= ABC Muirend/Toledo =

Cinema in Glasgow, Scotland

The ABC cinema (originally called the Toledo), on Clarkston Road in the Muirend area of Glasgow, existed from 1933 to 2001. At the time of its closing, it was the second-oldest working cinema in Glasgow, Scotland.

==History==
The ABC Toledo cinema was opened on 2 October 1933. It was designed by William Beresford Inglis, who also built other cinemas in Glasgow. He also designed the Beresford Hotel, notable for its very cinema-like design, which is now the Beresford Flats.

The design is a rare Scottish example of an atmospheric cinema; there were only ever around five cinemas built in this style in Scotland (others include the Campbeltown Picture House and Edinburgh's New Victoria. The Toledo interior was designed to give a feel that the patron was sitting outside in a Spanish courtyard, surrounded on either side by small false buildings and painted landscapes, with a ceiling above painted blue to feel like sky. Even more rarely, the exterior of the building was also in a "Spanish/American" style.

Originally seating 1,598 people in a single auditorium, the cinema was subdivided into three auditoria in 1982, when the interior of the building was refurbished. The new Cinema Screen 1 consisted of the original circle area, with a brand new screen, which now sat an extra 482. Cinema Screen 2 had 208 seats in the old front stalls and used the original proscenium opening. Cinema Screen 3 had 90 seats in the old rear stalls.

==Closure==
The cinema was threatened with closure on a number of occasions in the 1960s and 1970s. Under threat of being turned into a bingo hall in the mid-1970s local schoolchildren started up a campaign with the backing of cinema staff. After many months of campaigning outside the cinema a petition (and taped recordings of cinema goers) with thousands of names was eventually presented to the local MP for Cathcart Teddy Taylor who in turn raised the closure in parliament. Public pressure and the efforts of young people was to save the cinema for many years to come with longer-term plans put in place for it to be turned into a multiplex to make it more financially sustainable. The young activist (Steven Connor / McCluskey) who led on the save the ABC Toledo campaign went on to enjoy free cinema screenings for many years to come courtesy of Frank and other cinema staff . Eventually, the time of the cinema came to an end. Glasgow City Council's Development and Regeneration Director, Rodger McConnell, said "the fabric of the 1933 building has deteriorated so badly it would require a substantial upgrade and repairs". Indeed, the building was so run-down inside at time of closure, the heating system had been broken for over a month. During that time, the management had hung signs all over the public areas of the building stating that, since they would be closing soon anyway, there were no plans to fix the heating.
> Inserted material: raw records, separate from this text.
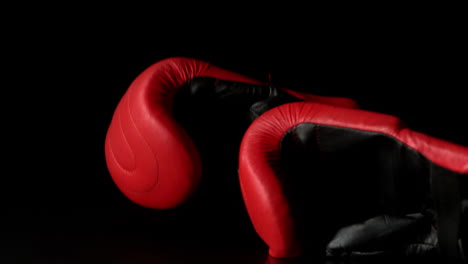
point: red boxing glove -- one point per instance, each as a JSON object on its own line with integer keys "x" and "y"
{"x": 150, "y": 154}
{"x": 358, "y": 183}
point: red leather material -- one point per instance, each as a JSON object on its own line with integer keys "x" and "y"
{"x": 260, "y": 150}
{"x": 337, "y": 101}
{"x": 150, "y": 157}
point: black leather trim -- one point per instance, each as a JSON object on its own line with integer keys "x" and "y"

Fewer people went to the cinema because it meant having to wrap up inside the cold screens.

A proposal was put forward by Cala Homes to use the site to build upmarket flats. The planned development angered local residents, who insisted the building should be kept as a cinema. The local MP asked for a decision on the future of the B-listed building to be deferred for a year to allow him to try to find an alternative cinema operator. Unfortunately, he later admitted that a new operator for the venue could not be found. He said: "I wrote to all the major chains, as well as the independent companies I could identify. However, they all said the same thing... that it was just not worthwhile." Since no firms showed any interest in taking over the venue, the residents of Muirend had to accept the new use of the building. The MP made the following statement: "I am disappointed because, while I am not averse to having flats in that area, there is virtually nothing there for young people to do. And although I am reluctant to see the cinema disappear, it is fairly clear now that I am not going to make any headway. The new building will be very impressive - but that is not much consolation to people in the community who have nothing to do in their area."
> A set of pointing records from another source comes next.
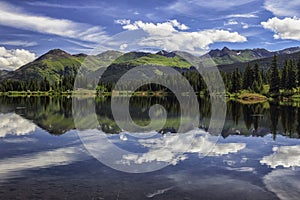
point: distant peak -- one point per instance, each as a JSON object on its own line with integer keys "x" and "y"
{"x": 225, "y": 49}
{"x": 57, "y": 52}
{"x": 162, "y": 52}
{"x": 54, "y": 53}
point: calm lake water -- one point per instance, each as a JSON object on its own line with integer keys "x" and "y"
{"x": 257, "y": 155}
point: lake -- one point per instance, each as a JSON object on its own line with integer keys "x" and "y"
{"x": 44, "y": 156}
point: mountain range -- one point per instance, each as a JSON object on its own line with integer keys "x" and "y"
{"x": 57, "y": 63}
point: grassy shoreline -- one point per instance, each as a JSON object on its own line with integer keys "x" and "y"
{"x": 244, "y": 97}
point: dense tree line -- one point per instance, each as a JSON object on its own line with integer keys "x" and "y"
{"x": 253, "y": 79}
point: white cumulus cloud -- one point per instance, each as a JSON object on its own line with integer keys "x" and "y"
{"x": 283, "y": 7}
{"x": 13, "y": 124}
{"x": 14, "y": 58}
{"x": 19, "y": 43}
{"x": 284, "y": 183}
{"x": 287, "y": 28}
{"x": 169, "y": 149}
{"x": 14, "y": 17}
{"x": 172, "y": 35}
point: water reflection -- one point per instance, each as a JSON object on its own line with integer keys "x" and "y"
{"x": 257, "y": 157}
{"x": 286, "y": 156}
{"x": 13, "y": 124}
{"x": 54, "y": 114}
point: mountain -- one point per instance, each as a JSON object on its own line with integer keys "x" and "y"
{"x": 227, "y": 56}
{"x": 113, "y": 64}
{"x": 263, "y": 63}
{"x": 57, "y": 63}
{"x": 127, "y": 61}
{"x": 289, "y": 50}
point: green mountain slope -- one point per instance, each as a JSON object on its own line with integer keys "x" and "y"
{"x": 227, "y": 56}
{"x": 57, "y": 63}
{"x": 263, "y": 63}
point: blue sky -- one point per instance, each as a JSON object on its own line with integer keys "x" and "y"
{"x": 34, "y": 27}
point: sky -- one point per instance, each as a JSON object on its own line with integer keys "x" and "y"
{"x": 29, "y": 29}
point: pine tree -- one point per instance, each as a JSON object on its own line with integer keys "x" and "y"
{"x": 291, "y": 75}
{"x": 236, "y": 81}
{"x": 248, "y": 77}
{"x": 284, "y": 75}
{"x": 298, "y": 72}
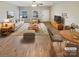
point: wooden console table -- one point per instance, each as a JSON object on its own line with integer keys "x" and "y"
{"x": 69, "y": 36}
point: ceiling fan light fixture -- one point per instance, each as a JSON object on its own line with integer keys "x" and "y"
{"x": 34, "y": 5}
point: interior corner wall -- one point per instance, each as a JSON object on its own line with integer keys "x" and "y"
{"x": 4, "y": 7}
{"x": 71, "y": 8}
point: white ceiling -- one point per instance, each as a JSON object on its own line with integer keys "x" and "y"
{"x": 29, "y": 3}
Cala Homes said that they intended to retain and restore the Art Deco frontage of the cinema, which would be extended onto the rear car park, since it was a listed building. They also planned a new internal foyer to be created which would incorporate elements from the original cinema. Urns that decorated the interior would be re-used, with lighting features and tiles being incorporated along with some of the scenes painted onto panels in the building.

On 21 October 2001, the cinema closed down for good. The cinema owners, Odeon, ultimately blamed the opening of multi-screen cinemas elsewhere in the city for the fall of the old venue. On its final night, the cinema marquee read:
TOLEDO
1933 TO 2001
THANK YOU AND GOODNIGHT

==Present==
The cinema building, with the exception of the facade, was demolished, and new flats were constructed behind that. Additional windows were added to the frontage. The entrance foyer to the flats feature reproductions of some of the decorative features rescued from the auditorium, and some of the tiles and light-fittings. It remains a category B listed building.